Nathan Bransford, Author

Monday, April 22, 2013

Estrangement in the Social Media Era

Social media is built around maintaining your relationships. Facebook Timeline was introduced to help you remember your past.

But what happens when relationships fall apart and when there are parts of your past you'd rather not remember? Social media can thrust painful memories on you, often when you least expect it.

I was recently interviewed by the BBC Radio 4's show "Digital Human" about my experience with divorce in the Internet era, along with Becca Bland, who is estranged from her parents.

This is the first time I've given an interview about my divorce, and although it was a bit nervewracking to talk about my personal life, I'm really proud to have been a part of this show. It's a thoughtful examination of an area of modern digital life that is new and challenging but not without hope.

You can stream the show directly from the BBC's site or download it for free from iTunes.

My post from last year on divorce in the Internet era is here.

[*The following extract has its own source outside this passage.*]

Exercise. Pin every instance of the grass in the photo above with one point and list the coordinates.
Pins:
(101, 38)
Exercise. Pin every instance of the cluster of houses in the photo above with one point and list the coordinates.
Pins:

Art: Portrait of Ambroise Vollard by Paul Cézanne


Stephen Parrish said...

I read your post from last year once again. I remember being floored the first time I read it; I'd had no idea any of that was going on your life. It took courage to share. I hope things are better today, and that having legions of supportive fans helps.

It's nice to hear what you sound like.

Whirlochre said...

The internet has ramped up the stimulus count for most people.

On good days, this means you can drop in on the world and feast away to your heart's content.

On bad days, the information overload can be daunting.

Right now I'm all for an internet that can be switched off across a whole range of platforms. It should be my shout as to when I want in. What I don't want is to be alerted to death via a series of pop-ups, bongs, bleeps, tweets and other distractions. That's just annoying.

Matthew MacNish said...

I've had some previously estranged family members coming back into my life lately, and it can be pretty awkward. Luckily, they're not much for social media, which I'm sure would make it worse.

abc said...

"Number One: Do not fake your own death."

I enjoyed this piece. And it makes me want to go watch Eternal Sunshine of the Spotless Mind again.

Rechelle Owens, Romance Author said...

Sharing your story in any type of public media can be difficult but it can also be inspiring and helpful. Thanks for being brave enough to share.

Veronica Rundell said...

It sounds a lot like divorcing when one has kids. You are distant from the ex, yet constantly tethered by parental responsibilities Thanks for sharing.

Anonymous said...

Those who do any kind of programming or user-interface design need to stop assuming they know better than we do what we want to see and where we want to go online, and what kinds of connections we want to make.

The real test of having our lives online will probably hit in the next 5-15 years, when people begin to realize why they might not want their middle-school insensitive joke, their high-school puppy-love angst, and their college binge-drinking episodes spread all over the internet, following them around forever. said...

How painful :(. Sorry you had to go through that. It was brave of you to do the interview. I can't imagine going through a breakup in the digital age; when I was young and wanted to cut ties with someone I'd just leave town ;). I'm sure it's all the more frustrating when you don't have the choice to kiss social media goodbye because of your job.